I’m a conservative Republican and I believe climate change is real. It’s time for my fellow Republicans in Congress to stop treating this environmental threat as something abstract and political and recognize that it’s already affecting their constituents in their daily lives.
If we don’t change our party’s position soon, our voters will punish us.
It is well past time for Republicans to recognize the increasing costs and dangers associated with a changing climate. Scientific data empirically substantiates rises in sea and land temperatures which have materially increased over the past 20 years, increased acid in our air and seas, and rising sea levels, which have also increased velocity over the past 25 years. In the past few years, the U.S. alone has experienced record-breaking tornadoes and flooding, devastating hurricanes, and expansive wildfires. The doubling of the deep ocean heat content in the past 20 years portends significantly more severe storms and hurricanes in the future, creating more and more calls for “disaster relief.”
I’m from a coastal district that is directly affected by these issues every day. In fact, my home state of Florida is ground zero for the adverse effects of climate change. As these extreme weather events increase in frequency and intensity, Congress — especially my Republican colleagues — needs to recognize the costs, disruptions and global security risks that climate change will bring to both our domestic and foreign policy, and the federal budget.
Americans are experiencing these disasters firsthand, and these personal experiences are informing their views on climate change regardless of their age or party affiliation. According to a poll conducted by Monmouth University in 2018, 78 percent of Americans believe the world’s climate is undergoing a change that is causing more extreme weather patterns and sea level rise. That same poll showed that 64 percent of Republicans surveyed believe in climate change, a 15-point increase from poll results just three years earlier.
Further, research conducted by the Pew Research Center in 2018 showed that 59 percent of U.S. adults say the effects of climate change are affecting their local community, and 56 percent of U.S. adults say protecting the environment should be a top priority for the president and Congress in 2019. Clearly, there is broad support for action on climate change, but there is even more consensus among younger generations. Among millennials, 81 percent believe the planet is warming, and even the youngest members of this generation are now eligible to vote. As young people begin to make up an increasing portion of the electorate, the importance of climate change on the policy agenda will only increase as well.
As elected representatives, it is time to step up and respond to the American people.

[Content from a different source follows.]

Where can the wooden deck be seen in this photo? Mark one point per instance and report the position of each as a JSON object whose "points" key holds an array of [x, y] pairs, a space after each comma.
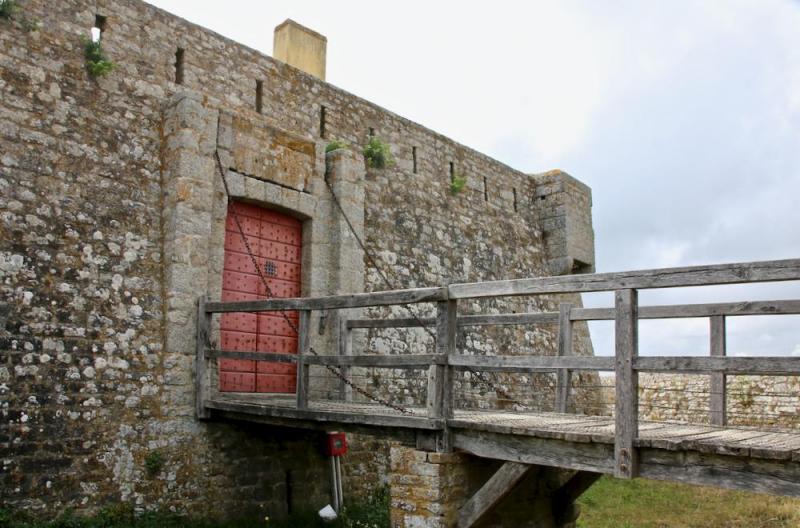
{"points": [[753, 459], [732, 457]]}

It’s important to remember that Republicans have traditionally led the way on important environmental issues. President Teddy Roosevelt established the U.S. Forest Service and many national parks to protect our natural treasures, President Richard Nixon created the Environmental Protection Agency and enacted the Clean Air Act, and President George H.W. Bush implemented measures to combat urban smog and acid rain by improving the Clean Air Act. We need to reclaim our legacy of Republican stewardship of the environment.

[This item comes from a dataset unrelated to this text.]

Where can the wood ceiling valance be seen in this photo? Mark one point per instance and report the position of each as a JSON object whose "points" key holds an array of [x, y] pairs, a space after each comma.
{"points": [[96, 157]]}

We have finally begun to see some Republican members of Congress change their positions on this issue. Several of my fellow conservative members have become some of the strongest advocates for environmental policy. Recently several senior Republican committee chairmen and policymakers publicly acknowledged that climate change is a real threat and must be addressed. My colleague from Florida Rep. Matt Gaetz is one of these members, and we now work closely on the environmental issues affecting our state. Earlier this year, we sent a letter to President Donald Trump urging him to make permanent a current ban on drilling in the eastern Gulf of Mexico that is set to expire in 2022. The moratorium was enacted by Republican President George W. Bush, with the bipartisan support of both U.S. senators from Florida, Republican Mel Martinez and Democrat Bill Nelson.
Climate and the environment must be bipartisan concerns, but Republicans are lagging. Congress must work together to find solutions that will advance the goals of both parties and the best interests of the American people. Presidents of both parties have shown leadership on this issue: President John F. Kennedy said that “our most basic common link is that we all inhabit this small planet. We all breathe the same air. We all cherish our children's future. And we are all mortal.”
We need to work together, in a bipartisan way, to find common ground. This is where the most effective solutions will be found. In the words of President Ronald Reagan, “If you got 75 or 80 percent of what you were asking for, I say, you take it and fight for the rest later.”
If we want to show America that we’re the party of the future, then it’s time for all Republicans to return to their roots as champions of our environment.